Another statute, 18 USC 1924, makes unauthorized retention of classified information a felony as well:

(a) Whoever, being an officer, employee, contractor, or consultant of the United States, and, by virtue of his office, employment, position, or contract, becomes possessed of documents or materials containing classified information of the United States, knowingly removes such documents or materials without authority and with the intent to retain such documents or materials at an unauthorized location shall be fined under this title or imprisoned for not more than one year, or both.

This statute requires an establishment of intent, but the first expressly does not. Congress wrote 18 USC 793 to ensure that the onus fell to those with access to classified information to properly protect it. Comey himself insists that "any reasonable person" in Clinton's position would know not to send classified or even sensitive information relating to national security through an unsecured and unauthorized communications system. Comey somehow intends to distinguish this as "extremely careless" rather than gross negligence, even though protection of that information was an explicit part of Clinton's job as secretary of state and as an officer of the government with a security clearance. That leaves "gross negligence" as a standard beyond definition — and beyond any enforcement at all.

Comey then tried a more passive-aggressive explanation for recommending no charges be brought in the matter. "All the cases prosecuted involved some combination of: clearly intentional and willful mishandling of classified information; or vast quantities of materials exposed in such a way as to support an inference of intentional misconduct; or indications of disloyalty to the United States; or efforts to obstruct justice," Comey argued in making the case that no prosecutor would take the case. However, that oversteps the law enforcement role that the FBI fills. Having established that evidence exists that these statutes have been violated, the FBI should inform Justice of that fact, and have them determine what they will or will not prosecute.

There is plenty of evidence that a similar set of circumstances would result in a prosecution.
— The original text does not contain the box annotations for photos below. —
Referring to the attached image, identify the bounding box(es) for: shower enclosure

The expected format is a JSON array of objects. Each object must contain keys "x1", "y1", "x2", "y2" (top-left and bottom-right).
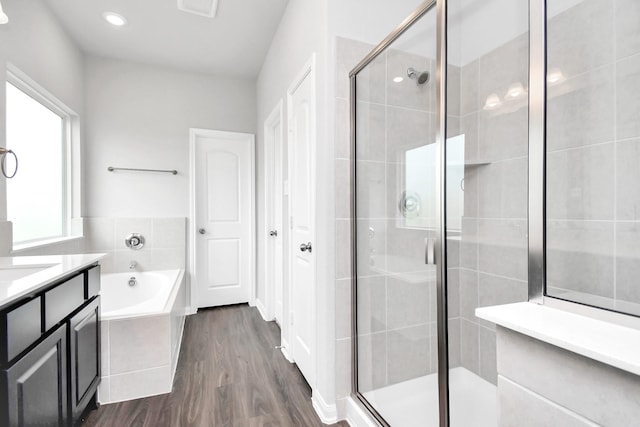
[
  {"x1": 350, "y1": 0, "x2": 532, "y2": 427},
  {"x1": 350, "y1": 0, "x2": 640, "y2": 427}
]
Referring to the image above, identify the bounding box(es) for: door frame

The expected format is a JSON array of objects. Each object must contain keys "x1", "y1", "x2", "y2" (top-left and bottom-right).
[
  {"x1": 264, "y1": 99, "x2": 286, "y2": 326},
  {"x1": 282, "y1": 52, "x2": 318, "y2": 384},
  {"x1": 187, "y1": 128, "x2": 256, "y2": 314}
]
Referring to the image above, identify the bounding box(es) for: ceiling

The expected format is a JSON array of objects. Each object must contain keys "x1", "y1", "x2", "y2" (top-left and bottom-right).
[{"x1": 45, "y1": 0, "x2": 289, "y2": 77}]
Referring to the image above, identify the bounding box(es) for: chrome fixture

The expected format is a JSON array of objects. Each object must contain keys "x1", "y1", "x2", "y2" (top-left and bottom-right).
[
  {"x1": 124, "y1": 233, "x2": 144, "y2": 250},
  {"x1": 0, "y1": 149, "x2": 18, "y2": 179},
  {"x1": 407, "y1": 67, "x2": 429, "y2": 86},
  {"x1": 0, "y1": 4, "x2": 9, "y2": 24},
  {"x1": 107, "y1": 166, "x2": 178, "y2": 175},
  {"x1": 300, "y1": 242, "x2": 311, "y2": 253}
]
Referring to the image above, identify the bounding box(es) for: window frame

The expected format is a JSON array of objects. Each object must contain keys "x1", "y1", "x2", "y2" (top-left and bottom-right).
[{"x1": 5, "y1": 63, "x2": 83, "y2": 252}]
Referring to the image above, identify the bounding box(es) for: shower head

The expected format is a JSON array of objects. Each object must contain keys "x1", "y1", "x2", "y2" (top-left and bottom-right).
[{"x1": 407, "y1": 67, "x2": 429, "y2": 85}]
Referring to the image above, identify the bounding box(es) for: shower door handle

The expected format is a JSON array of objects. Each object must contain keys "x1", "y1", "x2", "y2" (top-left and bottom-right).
[{"x1": 424, "y1": 237, "x2": 436, "y2": 265}]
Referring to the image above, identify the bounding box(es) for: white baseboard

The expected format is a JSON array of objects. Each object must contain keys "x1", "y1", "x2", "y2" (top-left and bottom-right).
[
  {"x1": 255, "y1": 298, "x2": 273, "y2": 322},
  {"x1": 345, "y1": 397, "x2": 380, "y2": 427},
  {"x1": 280, "y1": 339, "x2": 295, "y2": 363},
  {"x1": 311, "y1": 392, "x2": 338, "y2": 424}
]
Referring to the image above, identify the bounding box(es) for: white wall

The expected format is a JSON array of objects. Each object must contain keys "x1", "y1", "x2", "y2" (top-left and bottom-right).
[
  {"x1": 256, "y1": 0, "x2": 334, "y2": 414},
  {"x1": 84, "y1": 57, "x2": 256, "y2": 217}
]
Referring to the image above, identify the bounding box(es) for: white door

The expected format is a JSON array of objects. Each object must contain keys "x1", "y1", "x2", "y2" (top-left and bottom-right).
[
  {"x1": 288, "y1": 58, "x2": 317, "y2": 387},
  {"x1": 191, "y1": 130, "x2": 254, "y2": 307},
  {"x1": 264, "y1": 101, "x2": 285, "y2": 325}
]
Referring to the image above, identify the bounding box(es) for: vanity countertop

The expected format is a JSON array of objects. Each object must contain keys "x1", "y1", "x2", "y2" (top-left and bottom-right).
[{"x1": 0, "y1": 254, "x2": 106, "y2": 309}]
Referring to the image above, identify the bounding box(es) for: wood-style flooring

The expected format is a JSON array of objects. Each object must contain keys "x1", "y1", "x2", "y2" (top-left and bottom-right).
[{"x1": 83, "y1": 305, "x2": 348, "y2": 427}]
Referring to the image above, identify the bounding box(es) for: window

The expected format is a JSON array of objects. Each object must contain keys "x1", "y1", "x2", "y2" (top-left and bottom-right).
[{"x1": 6, "y1": 72, "x2": 77, "y2": 248}]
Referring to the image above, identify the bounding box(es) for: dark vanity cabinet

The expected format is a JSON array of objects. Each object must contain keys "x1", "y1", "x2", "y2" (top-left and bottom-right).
[{"x1": 0, "y1": 265, "x2": 100, "y2": 427}]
Consider the extant case of Kristian Saucier, a sailor who unwisely decided to use his cellphone to take a few photographic mementos of his tour of duty on board a submarine. The photographs allegedly include classified systems within the ship. Saucier is not accused of transmitting the photographs, unsecurely or otherwise. Saucier's case didn't involve "vast quantities of materials," exposed or not. Nevertheless, Saucier has been charged under 18 USC 793 (e), and has accepted responsibility for those violations in an agreement with prosecutors.

Saucier did attempt to render his storage of the photographs unusable and inaccessible after suspicion arose. However, there seems to be little difference between Saucier's attempts and the efforts by Clinton's team to "wipe" her server rather than submit it to the State Department when requested — actually, a number of servers, as Comey pointed out. If Saucier's actions amount to obstructing justice, then shouldn't Clinton's?
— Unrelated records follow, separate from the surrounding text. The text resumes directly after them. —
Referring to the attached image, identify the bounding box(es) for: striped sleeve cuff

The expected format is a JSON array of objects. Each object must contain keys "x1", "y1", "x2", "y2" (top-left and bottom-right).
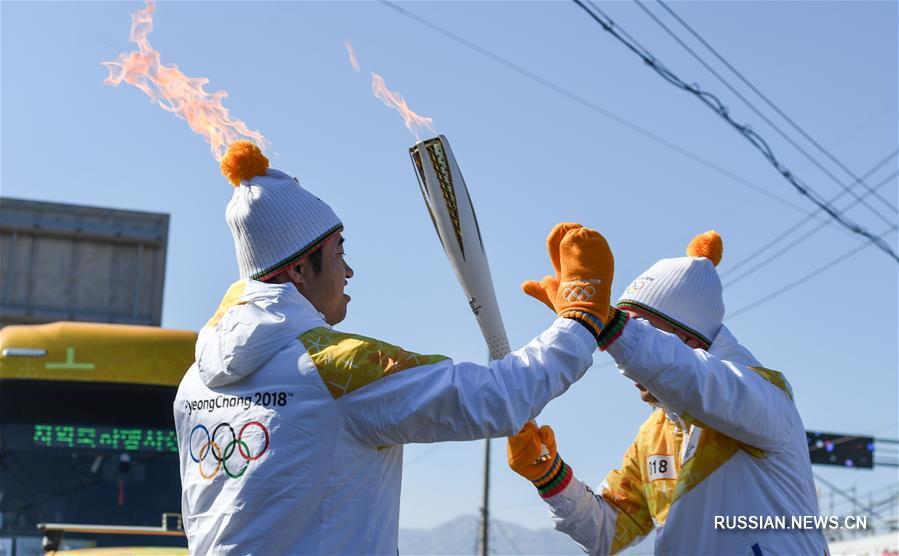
[
  {"x1": 596, "y1": 308, "x2": 630, "y2": 351},
  {"x1": 532, "y1": 454, "x2": 574, "y2": 498},
  {"x1": 559, "y1": 309, "x2": 603, "y2": 342}
]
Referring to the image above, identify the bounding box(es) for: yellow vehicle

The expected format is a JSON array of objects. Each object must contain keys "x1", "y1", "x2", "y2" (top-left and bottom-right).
[{"x1": 0, "y1": 322, "x2": 196, "y2": 556}]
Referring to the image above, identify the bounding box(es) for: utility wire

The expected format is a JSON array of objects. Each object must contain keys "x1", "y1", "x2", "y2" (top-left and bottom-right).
[
  {"x1": 652, "y1": 0, "x2": 897, "y2": 213},
  {"x1": 721, "y1": 150, "x2": 899, "y2": 278},
  {"x1": 572, "y1": 0, "x2": 899, "y2": 262},
  {"x1": 724, "y1": 170, "x2": 899, "y2": 287},
  {"x1": 726, "y1": 226, "x2": 891, "y2": 319},
  {"x1": 379, "y1": 0, "x2": 817, "y2": 216},
  {"x1": 634, "y1": 0, "x2": 896, "y2": 228}
]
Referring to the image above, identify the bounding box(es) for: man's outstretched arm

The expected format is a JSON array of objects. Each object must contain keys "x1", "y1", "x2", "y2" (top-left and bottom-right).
[{"x1": 607, "y1": 319, "x2": 798, "y2": 449}]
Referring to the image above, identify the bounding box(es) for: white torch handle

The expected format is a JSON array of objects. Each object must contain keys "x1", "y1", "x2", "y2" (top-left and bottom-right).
[{"x1": 409, "y1": 135, "x2": 549, "y2": 462}]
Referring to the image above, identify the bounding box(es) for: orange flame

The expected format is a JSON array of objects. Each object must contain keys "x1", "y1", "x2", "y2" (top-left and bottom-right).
[
  {"x1": 343, "y1": 41, "x2": 359, "y2": 71},
  {"x1": 371, "y1": 73, "x2": 434, "y2": 141},
  {"x1": 102, "y1": 0, "x2": 266, "y2": 160}
]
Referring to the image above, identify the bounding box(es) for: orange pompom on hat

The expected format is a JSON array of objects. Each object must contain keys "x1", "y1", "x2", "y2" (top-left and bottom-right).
[
  {"x1": 617, "y1": 230, "x2": 724, "y2": 344},
  {"x1": 221, "y1": 141, "x2": 343, "y2": 280}
]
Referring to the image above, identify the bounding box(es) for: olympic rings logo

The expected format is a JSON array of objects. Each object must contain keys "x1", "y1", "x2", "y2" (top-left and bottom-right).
[
  {"x1": 188, "y1": 421, "x2": 270, "y2": 480},
  {"x1": 562, "y1": 286, "x2": 596, "y2": 302}
]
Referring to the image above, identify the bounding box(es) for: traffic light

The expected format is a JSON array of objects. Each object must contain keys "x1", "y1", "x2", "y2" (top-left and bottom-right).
[{"x1": 805, "y1": 431, "x2": 874, "y2": 469}]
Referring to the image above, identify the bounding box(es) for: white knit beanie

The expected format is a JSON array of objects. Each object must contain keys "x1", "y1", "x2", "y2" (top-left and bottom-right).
[
  {"x1": 221, "y1": 141, "x2": 343, "y2": 280},
  {"x1": 617, "y1": 231, "x2": 724, "y2": 344}
]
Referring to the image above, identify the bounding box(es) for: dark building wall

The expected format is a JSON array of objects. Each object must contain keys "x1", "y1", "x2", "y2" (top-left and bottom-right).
[{"x1": 0, "y1": 197, "x2": 169, "y2": 326}]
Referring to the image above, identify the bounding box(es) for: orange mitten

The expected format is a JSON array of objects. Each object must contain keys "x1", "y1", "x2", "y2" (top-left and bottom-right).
[
  {"x1": 508, "y1": 421, "x2": 572, "y2": 498},
  {"x1": 521, "y1": 222, "x2": 583, "y2": 313},
  {"x1": 553, "y1": 228, "x2": 615, "y2": 336}
]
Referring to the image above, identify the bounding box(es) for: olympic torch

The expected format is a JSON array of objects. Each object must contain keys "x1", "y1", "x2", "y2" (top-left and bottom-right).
[{"x1": 409, "y1": 135, "x2": 549, "y2": 461}]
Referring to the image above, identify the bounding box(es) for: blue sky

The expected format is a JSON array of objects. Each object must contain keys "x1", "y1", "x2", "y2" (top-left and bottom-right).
[{"x1": 0, "y1": 2, "x2": 899, "y2": 527}]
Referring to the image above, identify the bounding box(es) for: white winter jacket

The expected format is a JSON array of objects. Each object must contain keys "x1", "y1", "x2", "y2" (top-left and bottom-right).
[
  {"x1": 174, "y1": 280, "x2": 596, "y2": 555},
  {"x1": 546, "y1": 319, "x2": 827, "y2": 556}
]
"Clearly, a double standard [exists]," Saucier's attorney Derrick Hogan told me hours after Comey's statement. "To me, there's really nothing that Mrs. Clinton did that was any different than what Mr. Saucier did." Saucier currently faces 63 to 78 months in prison for the 793(e) violations.

Consider, too, the case of Bryan Nishimura. The Department of Justice prosecuted the Naval reservist for unauthorized possession of classified materials, having downloaded them to his personal electronic devices while serving in Afghanistan. None of Comey's parameters for prosecution applied in this case, and yet the DoJ pressed charges all the way to a conviction last year, resulting in a $7,500 fine and probation for Nishimura.

Nishimura now has a criminal record and cannot get access to classified material for the rest of his life. Saucier faces several years in prison for his personal photographs. Clinton, for her attempts to bypass the Federal Records Act, FOIA actions, and Congressional oversight, faces the real possibility of holding the highest and most powerful elective office in the world.

The only conclusion to draw from this dichotomy is that some Americans are just too big to indict.